Snorkel Blog

In recent years, *deep learning* models have become some of the most popular choices in machine learning for a variety of problems, in large part because they greatly reduce (or eliminate) the need for manual feature engineering.

In turn, TensorFlow has quicky become one of the most popular frameworks for training said *deep learning* models. TensorFlow's symbolic execution engine makes it easy to simply define an arbitary loss function--whether for a deep model or something more traditional--and then just call a favorite optimizer of choice to minimize the function using gradient descent. In this way, the barrier to deep learning has never been lower!

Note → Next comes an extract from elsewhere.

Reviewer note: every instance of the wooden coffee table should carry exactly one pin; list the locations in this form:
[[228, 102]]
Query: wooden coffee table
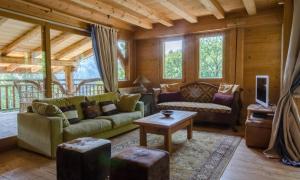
[[159, 124]]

One of the biggest impediments to actually using deep learning in practice, however, is the requirement of ** large hand-labeled training sets**. Increasingly, one approach has been to use weaker forms of supervision, i.e. programmatic or heuristic generation of training set labels which are often noisy and give conflicting signals.

Whichever way you label your training set, however, there is *some* process that you follow. The core idea in **data programming (NIPS 2016)** is that by modeling this training set creation process, you can improve quality. Right now, we're working on using this to power a new information extraction framework, Snorkel, but the concept of data programming is much more general.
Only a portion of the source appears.